USS John S McCain collision
The events on the USS John S McCain, which claimed the lives of 10 sailors on August 21 near Singapore when it collided with a merchant vessel, were equally harrowing.
Key causes of the collision outlined in the report included: a failure of situational awareness in response to mistakes in the ship’s operation; a failure to follow international maritime rules that apply to maneuvering of vessels in the face of a possible collision; and the fact some of the sailors were insufficiently proficient with the ship’s systems.
The ship, with approximately 300 sailors aboard, was 50 nautical miles east of Singapore in the predawn hours of August 21 when the commanding officer ordered the watch team on duty to divide the duties of steering and the speed control of the ship after noticing one of the sailors on deck was having some difficulty at the controls.
According to the report, this shift created confusion among the team, and after steering control of the ship was transferred to a different control station, members of the crew failed to recognize the change in configuration.
While the McCain was now in a heavily congested maritime environment, it was soon on a course to collide with the Alnic MC, an approximately 30,000-ton and 600-foot-long oil and chemical tanker.
The report says the commanding officer and others on the ship’s bridge “lost situational awareness” and did not register the course and speed of the approaching tanker the McCain collided with after crossing in front of the tanker’s bow.

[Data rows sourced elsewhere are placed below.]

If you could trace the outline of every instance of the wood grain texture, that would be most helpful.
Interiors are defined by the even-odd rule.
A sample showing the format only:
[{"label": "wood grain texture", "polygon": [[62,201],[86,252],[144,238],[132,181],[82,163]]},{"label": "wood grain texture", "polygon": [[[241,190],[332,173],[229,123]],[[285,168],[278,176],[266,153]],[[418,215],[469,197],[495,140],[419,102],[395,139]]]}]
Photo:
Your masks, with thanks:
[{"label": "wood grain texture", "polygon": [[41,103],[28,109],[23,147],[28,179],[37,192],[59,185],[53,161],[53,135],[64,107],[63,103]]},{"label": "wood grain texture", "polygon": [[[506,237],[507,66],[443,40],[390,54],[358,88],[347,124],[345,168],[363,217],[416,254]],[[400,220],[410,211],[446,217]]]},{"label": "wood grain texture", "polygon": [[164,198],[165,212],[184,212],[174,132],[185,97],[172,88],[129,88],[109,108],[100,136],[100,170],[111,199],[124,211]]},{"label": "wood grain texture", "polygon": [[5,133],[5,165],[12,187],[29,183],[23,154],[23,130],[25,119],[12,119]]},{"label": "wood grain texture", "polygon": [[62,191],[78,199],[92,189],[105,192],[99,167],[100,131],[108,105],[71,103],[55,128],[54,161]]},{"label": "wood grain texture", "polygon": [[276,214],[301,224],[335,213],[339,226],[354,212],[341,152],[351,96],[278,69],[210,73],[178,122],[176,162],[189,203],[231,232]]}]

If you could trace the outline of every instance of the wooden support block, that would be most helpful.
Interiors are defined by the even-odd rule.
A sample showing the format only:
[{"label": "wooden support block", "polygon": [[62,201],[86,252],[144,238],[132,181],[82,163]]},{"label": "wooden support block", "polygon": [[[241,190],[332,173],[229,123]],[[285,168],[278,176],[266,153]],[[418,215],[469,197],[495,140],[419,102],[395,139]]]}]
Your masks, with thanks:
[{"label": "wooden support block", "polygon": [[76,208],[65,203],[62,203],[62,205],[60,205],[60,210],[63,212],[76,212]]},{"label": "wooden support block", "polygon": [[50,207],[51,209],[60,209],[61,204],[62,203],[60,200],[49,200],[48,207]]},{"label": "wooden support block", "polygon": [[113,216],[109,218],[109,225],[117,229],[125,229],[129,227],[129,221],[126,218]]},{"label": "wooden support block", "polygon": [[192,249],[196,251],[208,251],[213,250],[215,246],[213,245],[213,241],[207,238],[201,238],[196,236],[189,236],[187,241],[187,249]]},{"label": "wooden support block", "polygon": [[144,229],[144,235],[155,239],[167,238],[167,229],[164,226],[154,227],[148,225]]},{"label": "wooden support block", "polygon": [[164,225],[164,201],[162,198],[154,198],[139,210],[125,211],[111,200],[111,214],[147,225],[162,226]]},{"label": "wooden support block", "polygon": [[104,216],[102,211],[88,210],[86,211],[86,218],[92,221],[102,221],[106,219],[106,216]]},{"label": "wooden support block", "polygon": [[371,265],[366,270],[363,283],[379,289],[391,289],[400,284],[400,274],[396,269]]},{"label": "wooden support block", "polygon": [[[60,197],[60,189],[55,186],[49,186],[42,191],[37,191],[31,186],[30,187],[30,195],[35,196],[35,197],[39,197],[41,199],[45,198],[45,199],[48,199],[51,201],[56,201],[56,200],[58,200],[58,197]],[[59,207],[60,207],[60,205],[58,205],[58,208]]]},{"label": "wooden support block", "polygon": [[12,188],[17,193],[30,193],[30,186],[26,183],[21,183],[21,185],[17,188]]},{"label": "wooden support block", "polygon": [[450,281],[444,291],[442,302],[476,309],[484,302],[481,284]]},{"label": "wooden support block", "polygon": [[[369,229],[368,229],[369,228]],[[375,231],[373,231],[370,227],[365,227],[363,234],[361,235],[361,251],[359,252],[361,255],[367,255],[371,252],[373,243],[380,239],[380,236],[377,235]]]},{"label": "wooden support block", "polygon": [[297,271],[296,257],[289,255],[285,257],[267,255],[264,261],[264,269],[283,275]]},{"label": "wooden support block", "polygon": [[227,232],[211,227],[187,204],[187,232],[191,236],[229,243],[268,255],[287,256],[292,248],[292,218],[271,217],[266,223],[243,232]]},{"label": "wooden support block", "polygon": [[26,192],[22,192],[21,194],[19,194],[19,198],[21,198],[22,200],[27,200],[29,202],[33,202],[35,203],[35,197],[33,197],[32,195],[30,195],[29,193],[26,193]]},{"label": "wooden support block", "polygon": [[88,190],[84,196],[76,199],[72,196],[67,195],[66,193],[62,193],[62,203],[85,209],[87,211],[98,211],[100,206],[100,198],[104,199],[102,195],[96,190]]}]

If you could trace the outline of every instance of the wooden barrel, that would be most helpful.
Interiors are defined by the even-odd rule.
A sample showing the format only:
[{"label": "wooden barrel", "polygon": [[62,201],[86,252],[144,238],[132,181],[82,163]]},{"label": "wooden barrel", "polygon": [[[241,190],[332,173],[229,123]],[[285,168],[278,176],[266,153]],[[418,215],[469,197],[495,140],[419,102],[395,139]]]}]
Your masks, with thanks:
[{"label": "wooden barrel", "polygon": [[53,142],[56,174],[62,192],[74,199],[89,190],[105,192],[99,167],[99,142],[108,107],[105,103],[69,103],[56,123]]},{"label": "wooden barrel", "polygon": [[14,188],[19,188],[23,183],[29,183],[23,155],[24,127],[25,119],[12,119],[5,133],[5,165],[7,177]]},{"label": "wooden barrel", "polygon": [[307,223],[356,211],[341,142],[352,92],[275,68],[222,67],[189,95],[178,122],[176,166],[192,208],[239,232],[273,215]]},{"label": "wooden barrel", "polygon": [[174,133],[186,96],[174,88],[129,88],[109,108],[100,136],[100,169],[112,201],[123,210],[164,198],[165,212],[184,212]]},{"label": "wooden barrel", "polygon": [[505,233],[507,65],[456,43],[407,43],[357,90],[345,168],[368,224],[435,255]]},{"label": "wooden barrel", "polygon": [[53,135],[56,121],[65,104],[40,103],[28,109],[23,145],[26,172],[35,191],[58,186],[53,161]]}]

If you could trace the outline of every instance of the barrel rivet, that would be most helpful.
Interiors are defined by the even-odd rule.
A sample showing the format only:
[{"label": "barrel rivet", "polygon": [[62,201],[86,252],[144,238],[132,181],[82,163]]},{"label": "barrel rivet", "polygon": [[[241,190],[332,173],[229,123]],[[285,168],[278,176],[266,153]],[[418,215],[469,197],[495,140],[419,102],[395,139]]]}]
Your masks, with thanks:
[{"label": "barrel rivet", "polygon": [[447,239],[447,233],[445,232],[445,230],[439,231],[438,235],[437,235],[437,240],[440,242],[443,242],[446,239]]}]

The impact created a 28-foot in diameter hole both above and below the waterline. All 10 of the fallen sailors aboard the McCain were in the same berthing compartment at the time of impact, the report said, and eight were likely sleeping in their beds at the time of the collision.
Based on the size of the hole, the report concluded the space “likely fully flooded in less than a minute after the collision.”
In another berthing compartment impacted by the collision, one sailor resting in his bed shouted for help as he became pinned between his sleeping rack and another as water began to rush all around him, and he was only extracted after fellow sailors were able to use a “jaws of life” cutting device to separate the racks and pull him to safety.
The collision was felt throughout the ship, according to the report, with sailors on the bridge jolted from their stations while others were thrown off their feet.
The communications systems on the bridge stopped working after the collision, with the bridge reduced to using handheld radios and phones, which do not require electricity to transmit. The loss of communications was due to the quick flooding of the berthing compartment that housed much of the ship’s communications control equipment.
The McCain was able to request tugboats and pilots from Singapore Harbor to assist in getting the ship to Changi Naval Base.
While the process of accounting for all crew members began immediately after the collision, the damage to the ship made confirming the location of some personnel exceedingly difficult. Varying reports of missing sailors were made in the minutes after the collision.
Medical teams aboard the McCain established a triage center in the mess area, where crews would normally eat their meals, to tend to injuries that ranged from chemical burns to broken bones and open wounds.